Cormac McCarthy is one of my top three favorite authors along with China Mieville and Jose Saramago. It’s tough to rank the three. I’ve certainly read the most of Mieville and Saramago’s Blindness well deserved the Nobel Prize in Literature he received, but McCarthy’s prose is so beautiful and compelling his books really draw me in. He has been called the “best American author since Mark Twain”.
McCarthy won the Pulitzer Prize and the James Tait Black Memorial Prize for Fiction for The Road, and his novel All the Pretty Horses won the U.S. National Book Award and the National Book Critics Circle Award. Both of these, along with No Country for Old Men, have been adapted into films. The film adaptation of No Country, directed by the Coen brothers, received four Academy Awards, including Best Picture.
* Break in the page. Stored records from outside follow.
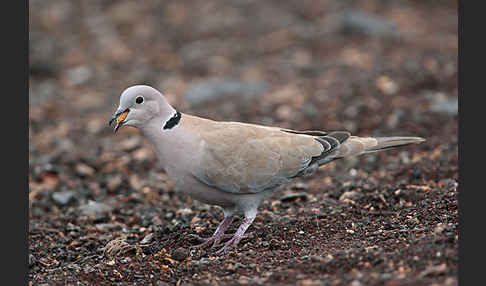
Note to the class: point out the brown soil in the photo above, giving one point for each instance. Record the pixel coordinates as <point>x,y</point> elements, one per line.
<point>389,218</point>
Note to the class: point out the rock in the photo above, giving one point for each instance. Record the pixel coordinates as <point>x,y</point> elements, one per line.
<point>367,24</point>
<point>32,260</point>
<point>350,195</point>
<point>180,254</point>
<point>63,198</point>
<point>205,91</point>
<point>92,208</point>
<point>84,170</point>
<point>108,226</point>
<point>147,239</point>
<point>292,196</point>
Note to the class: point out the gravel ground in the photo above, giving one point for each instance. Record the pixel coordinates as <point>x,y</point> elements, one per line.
<point>102,213</point>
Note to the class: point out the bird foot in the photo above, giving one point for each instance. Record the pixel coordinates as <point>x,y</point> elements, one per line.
<point>233,242</point>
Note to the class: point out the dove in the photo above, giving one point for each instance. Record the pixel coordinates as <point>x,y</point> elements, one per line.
<point>234,165</point>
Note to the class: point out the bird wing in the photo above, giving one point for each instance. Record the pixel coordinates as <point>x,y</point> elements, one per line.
<point>246,158</point>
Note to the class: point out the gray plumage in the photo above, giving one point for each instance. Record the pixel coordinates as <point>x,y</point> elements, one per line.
<point>231,164</point>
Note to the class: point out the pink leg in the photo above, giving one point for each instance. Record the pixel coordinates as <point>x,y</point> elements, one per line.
<point>233,242</point>
<point>219,233</point>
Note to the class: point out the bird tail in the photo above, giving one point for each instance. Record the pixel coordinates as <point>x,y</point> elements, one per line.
<point>355,145</point>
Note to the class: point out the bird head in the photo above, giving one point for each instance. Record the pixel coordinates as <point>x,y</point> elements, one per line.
<point>138,105</point>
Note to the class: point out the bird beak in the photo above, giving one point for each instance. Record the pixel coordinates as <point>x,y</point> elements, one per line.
<point>119,117</point>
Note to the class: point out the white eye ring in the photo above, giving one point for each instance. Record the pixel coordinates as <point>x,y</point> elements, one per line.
<point>139,99</point>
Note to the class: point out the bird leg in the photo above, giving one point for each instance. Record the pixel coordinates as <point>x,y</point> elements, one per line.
<point>219,233</point>
<point>233,242</point>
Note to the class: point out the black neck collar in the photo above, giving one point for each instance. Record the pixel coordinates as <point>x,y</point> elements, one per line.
<point>173,121</point>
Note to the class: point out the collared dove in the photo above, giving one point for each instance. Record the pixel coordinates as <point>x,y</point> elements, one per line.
<point>231,164</point>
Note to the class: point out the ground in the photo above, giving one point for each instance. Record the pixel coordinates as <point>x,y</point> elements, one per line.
<point>102,213</point>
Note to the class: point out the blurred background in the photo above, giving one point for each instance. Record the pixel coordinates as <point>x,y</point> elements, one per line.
<point>372,67</point>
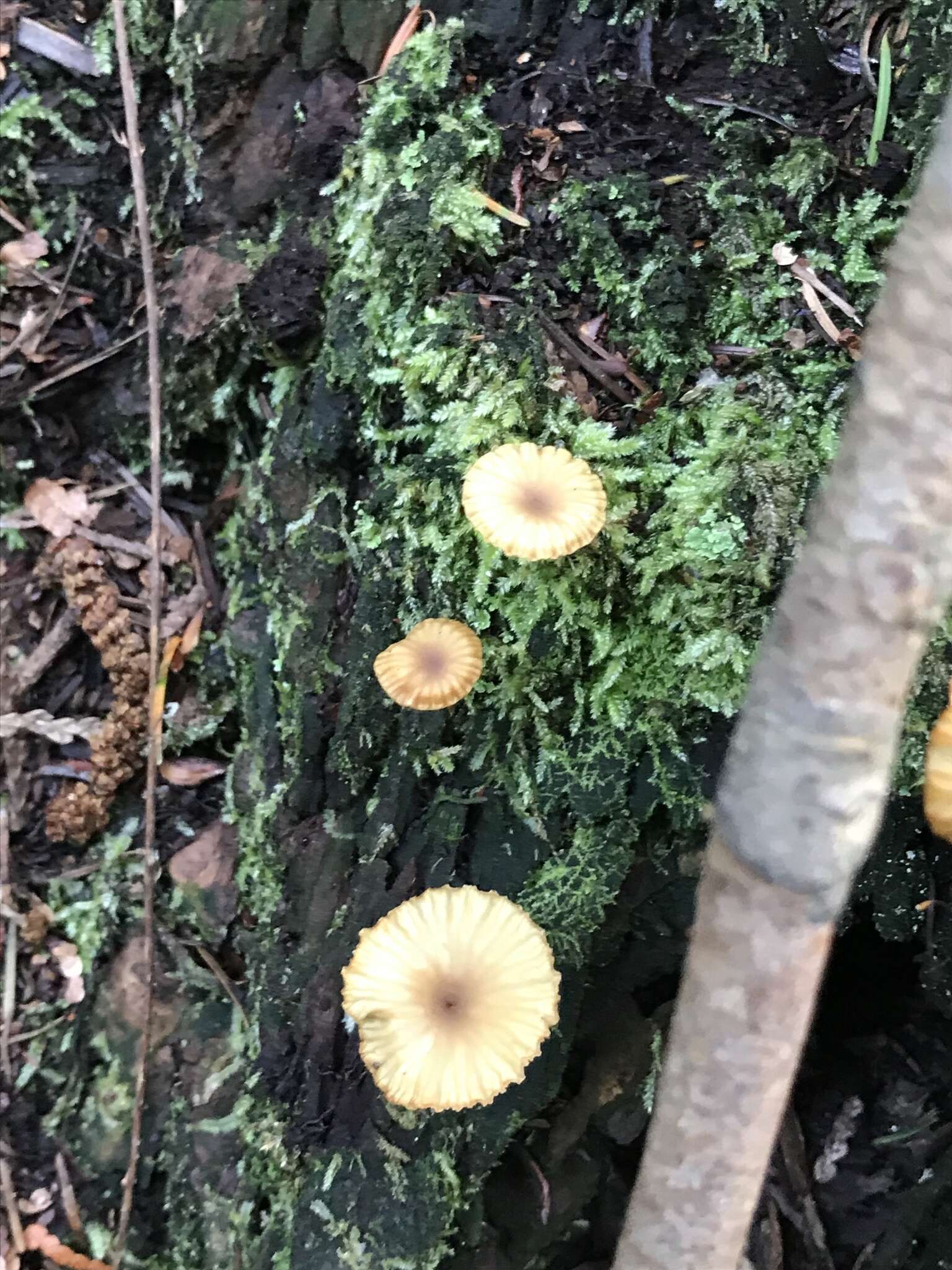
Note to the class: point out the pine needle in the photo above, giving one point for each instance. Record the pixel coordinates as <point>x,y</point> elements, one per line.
<point>883,102</point>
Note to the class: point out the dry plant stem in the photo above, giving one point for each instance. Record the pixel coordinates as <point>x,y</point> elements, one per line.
<point>9,997</point>
<point>13,1215</point>
<point>42,657</point>
<point>588,363</point>
<point>155,408</point>
<point>809,765</point>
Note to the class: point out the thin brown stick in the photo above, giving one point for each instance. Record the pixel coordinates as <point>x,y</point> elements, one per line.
<point>69,1196</point>
<point>113,543</point>
<point>13,1214</point>
<point>809,766</point>
<point>9,997</point>
<point>575,351</point>
<point>36,664</point>
<point>155,419</point>
<point>139,494</point>
<point>29,394</point>
<point>61,299</point>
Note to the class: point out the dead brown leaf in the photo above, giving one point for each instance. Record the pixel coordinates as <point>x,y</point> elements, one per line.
<point>208,860</point>
<point>542,163</point>
<point>127,993</point>
<point>60,508</point>
<point>208,865</point>
<point>205,285</point>
<point>23,251</point>
<point>190,637</point>
<point>37,922</point>
<point>191,771</point>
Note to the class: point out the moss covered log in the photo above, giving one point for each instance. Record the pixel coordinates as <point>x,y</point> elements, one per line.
<point>575,775</point>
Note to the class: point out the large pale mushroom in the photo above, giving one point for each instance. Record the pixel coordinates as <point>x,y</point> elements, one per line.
<point>536,504</point>
<point>433,667</point>
<point>454,993</point>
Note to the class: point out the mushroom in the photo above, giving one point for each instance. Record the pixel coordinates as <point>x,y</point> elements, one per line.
<point>433,666</point>
<point>536,504</point>
<point>454,993</point>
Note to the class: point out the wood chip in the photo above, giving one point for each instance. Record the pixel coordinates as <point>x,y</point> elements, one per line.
<point>191,771</point>
<point>59,508</point>
<point>56,46</point>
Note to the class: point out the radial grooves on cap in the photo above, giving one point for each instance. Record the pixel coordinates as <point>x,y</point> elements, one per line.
<point>433,667</point>
<point>454,993</point>
<point>535,504</point>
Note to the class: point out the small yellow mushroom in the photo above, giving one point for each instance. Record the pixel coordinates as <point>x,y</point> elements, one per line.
<point>536,504</point>
<point>433,667</point>
<point>937,790</point>
<point>454,993</point>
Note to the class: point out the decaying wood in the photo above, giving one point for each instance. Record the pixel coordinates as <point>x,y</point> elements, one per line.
<point>809,766</point>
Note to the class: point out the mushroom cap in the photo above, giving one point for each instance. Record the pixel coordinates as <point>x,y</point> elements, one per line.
<point>536,504</point>
<point>434,666</point>
<point>454,993</point>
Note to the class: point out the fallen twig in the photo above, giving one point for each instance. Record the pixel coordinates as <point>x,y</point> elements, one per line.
<point>113,543</point>
<point>404,31</point>
<point>139,494</point>
<point>744,110</point>
<point>43,724</point>
<point>46,652</point>
<point>69,1196</point>
<point>9,998</point>
<point>808,768</point>
<point>56,46</point>
<point>555,332</point>
<point>13,1214</point>
<point>61,299</point>
<point>40,1240</point>
<point>29,394</point>
<point>155,418</point>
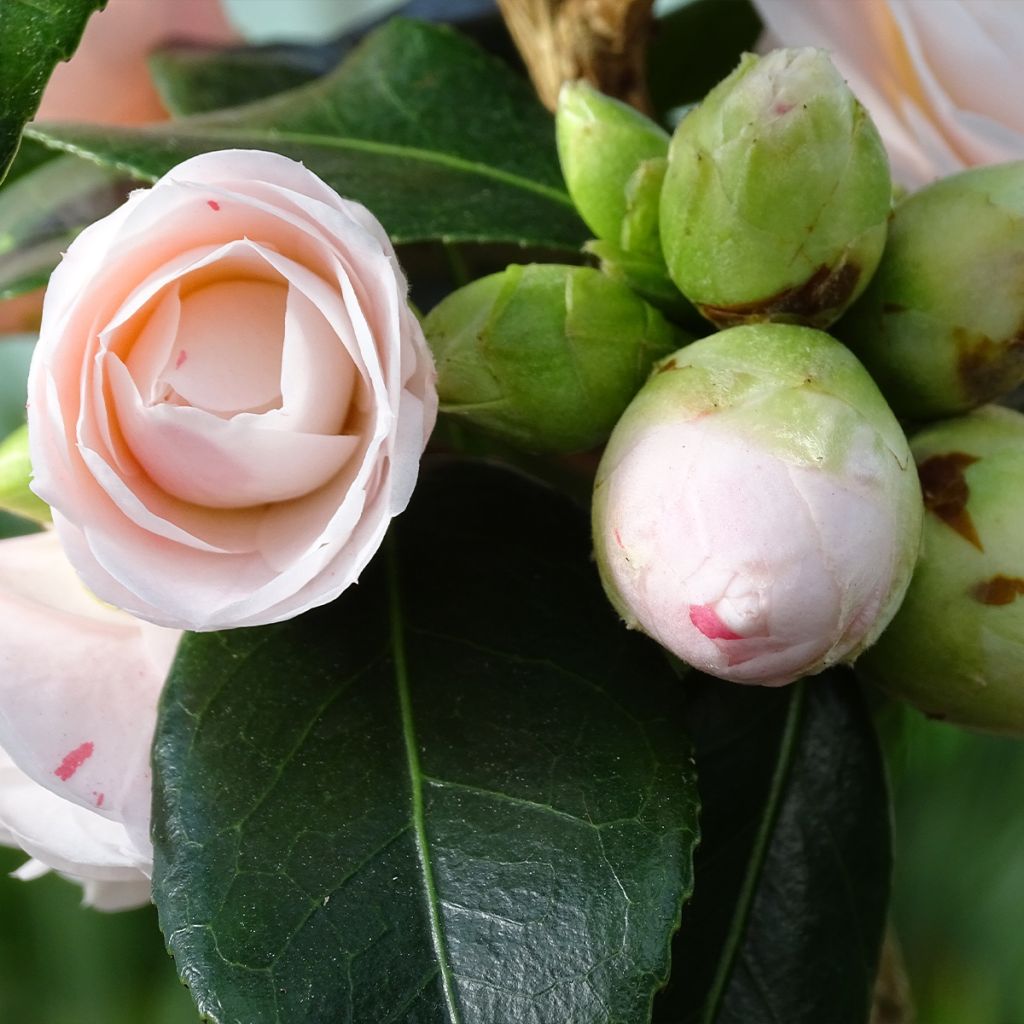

I was first exposed to McCarthy in my Sophomore year of College at the University of Oregon. I took a modern American literature course and among the extensive reading was his novel Blood Meridian or the Evening Redness in the West. At first I found his prose difficult. I had never been exposed to writing such as his. However, after about 25 pages I couldn’t put the book down. It is, admittedly, disturbing in its content and imagery. It follows the story of the Galton Gang, a historical band of scalp hunters who, during the years of 1849-1850, massacred Native Americans and others on the border between the US and Mexico. However, there is a certain compelling beauty in the prose that is in sharp contrast to the images it portrays.
After Blood Meridian I sought out McCarthy’s work. All the Pretty Horses, at heart a love story, is again filled with powerful imagery and stunning prose. I have described his writing as prose poetry when discussing his work with others, and I think that hits the mark. 2006’s The Road was, much like Blood Meridian, a bit disturbing being the tale of a father and son trying to survive in a post-apocalyptic United States. However, the love shown between the father and son is amazing, and the ending powerful.
In an interesting side note McCarthy chose his publisher simply because Random House was the “only publisher he had heard of.” When he submitted it he was fortunate enough to have it passed on to Albert Erskine who had been William Faulkner’s editor until Faulkner’s death in 1962. McCarthy’s first novel, The Orchard Keeper, came out in 1965 and Erskine edited all of his books for the next 20 years.